Log-Contrast Classification#

This tutorial demonstrates how to use log-contrast classification to predict vegetation presence from microbial community data without incorporating taxonomic information.

Overview#

Log-contrast classification is useful for predicting categorical outcomes (like vegetation presence/absence) from compositional data. This approach uses regularized logistic regression with log-contrast penalties to handle the compositional nature of microbiome data.

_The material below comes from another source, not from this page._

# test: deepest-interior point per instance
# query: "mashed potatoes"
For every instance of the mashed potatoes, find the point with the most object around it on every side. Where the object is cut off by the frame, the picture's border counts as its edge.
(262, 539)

Step 1: Transform Features#

Apply CLR transformation to the count data:

qiime classo transform-features \
    --p-transformation clr \
    --p-coef 0.5 \
    --i-features data/atacama-counts.qza \
    --o-x data/xclr

Step 2: Add Covariates#

Include environmental metadata with custom weights:

qiime classo add-covariates \
    --i-features data/xclr.qza \
    --m-covariates-file data/atacama-selected-covariates-veg.tsv \
    --p-to-add ph average-soil-relative-humidity elevation average-soil-temperature vegetation \
    --p-w-to-add 1. 0.1 0.1 0.1 1 \
    --o-new-features data/xcovariates_lc \
    --o-new-c data/ccovariates_lc \
    --o-new-w data/wcovariates_lc

Step 3: Split Data#

Create training and test sets for classification analysis:

qiime sample-classifier split-table \
    --i-table data/xcovariates_lc.qza \
    --m-metadata-file data/atacama-selected-covariates-veg.tsv \
    --m-metadata-column vegetation \
    --p-test-size 0.2 \
    --p-random-state 42 \
    --p-stratify False \
    --o-training-table data/classify-xtraining_lc.qza \
    --o-test-table data/classify-xtest_lc.qza \
    --o-training-targets data/classify-training-targets_lc.qza \
    --o-test-targets data/classify-test-targets_lc.qza

Step 4: Train the Classification Model#

Train a log-contrast classifier using cross-validation to predict vegetation presence:

qiime classo classify \
    --i-features data/classify-xtraining_lc.qza \
    --i-c data/ccovariates_lc.qza \
    --i-weights data/wcovariates_lc.qza \
    --m-y-file data/atacama-selected-covariates-veg.tsv \
    --m-y-column vegetation \
    --p-huber False \
    --p-stabsel \
    --p-cv \
    --p-path \
    --p-lamfixed \
    --p-stabsel-threshold 0.5 \
    --p-cv-seed 42 \
    --p-no-cv-one-se \
    --o-result data/classifytaxa_lc.qza

Parameters explained:

  • --i-features: Training feature table

  • --i-c: C matrix for log-contrast constraints

  • --i-weights: Feature weights

  • --m-y-column vegetation: Target variable (vegetation presence/absence)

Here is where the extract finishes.